ATHENS (Reuters) - Survivors of a migrant shipwreck off Greece in June, in which hundreds died, filed a lawsuit against the Greek authorities on Thursday, accusing them of violating their duty to protect the lives of the people on board the vessel.
The overcrowded fishing trawler said to be carrying between 400-750 people from Pakistan, Syria and Egypt sank in international waters off Greece on its way to Italy from Libya. Some 104 men survived and authorities recovered only 82 bodies.
Survivors have recounted hellish conditions above and below deck, with no food or water and a disastrous attempt by the Greek coast guard to tow the vessel which capsized, according to interviews and evidence seen by Reuters.

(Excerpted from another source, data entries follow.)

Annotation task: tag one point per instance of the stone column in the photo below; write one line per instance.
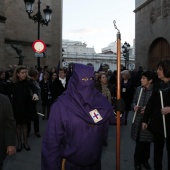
(56, 32)
(2, 32)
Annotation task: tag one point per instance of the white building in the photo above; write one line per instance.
(78, 52)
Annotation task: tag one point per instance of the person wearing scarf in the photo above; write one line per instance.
(153, 119)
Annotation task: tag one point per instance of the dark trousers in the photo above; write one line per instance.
(159, 142)
(1, 165)
(36, 124)
(70, 166)
(126, 117)
(142, 152)
(46, 110)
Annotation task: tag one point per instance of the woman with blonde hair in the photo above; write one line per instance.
(127, 91)
(24, 93)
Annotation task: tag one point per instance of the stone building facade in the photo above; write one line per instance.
(18, 30)
(152, 35)
(78, 52)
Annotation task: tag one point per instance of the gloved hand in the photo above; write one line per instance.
(35, 97)
(119, 105)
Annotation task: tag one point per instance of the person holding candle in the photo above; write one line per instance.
(142, 137)
(153, 119)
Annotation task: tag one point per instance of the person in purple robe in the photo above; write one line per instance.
(77, 125)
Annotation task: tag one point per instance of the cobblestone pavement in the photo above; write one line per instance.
(30, 160)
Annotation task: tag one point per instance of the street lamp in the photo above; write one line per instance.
(126, 48)
(29, 4)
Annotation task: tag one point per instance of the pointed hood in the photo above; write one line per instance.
(81, 97)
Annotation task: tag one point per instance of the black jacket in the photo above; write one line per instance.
(152, 115)
(23, 106)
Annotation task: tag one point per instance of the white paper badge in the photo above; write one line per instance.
(95, 115)
(124, 90)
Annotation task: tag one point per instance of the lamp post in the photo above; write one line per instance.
(38, 17)
(126, 48)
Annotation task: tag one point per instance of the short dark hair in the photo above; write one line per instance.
(32, 73)
(62, 69)
(150, 75)
(165, 64)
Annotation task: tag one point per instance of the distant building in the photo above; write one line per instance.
(78, 52)
(152, 35)
(17, 29)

The Greek coastguard and government have said they were monitoring the vessel for hours and no attempt was made to tow the boat which overturned when the coastguard was about 70 metres away.
A judicial investigation into the causes of the disaster is under way and could take more than a year to be completed.
On Thursday, 40 survivors filed a lawsuit complaining that "Greek authorities failed to intervene immediately and organize an appropriate operation in time to rescue those on board," a statement by the Hellenic Leage for Human Rights, one of their representatives, said.
They say the vessel was "clearly unseaworthy" and also call for "an immediate, thorough and credible investigation" into the causes of the deadliest boat disaster in the Mediterranean in recent years.
Lawyers representing families of the missing have filed a request to judicial authorities investigating the case for the boat to be retrieved.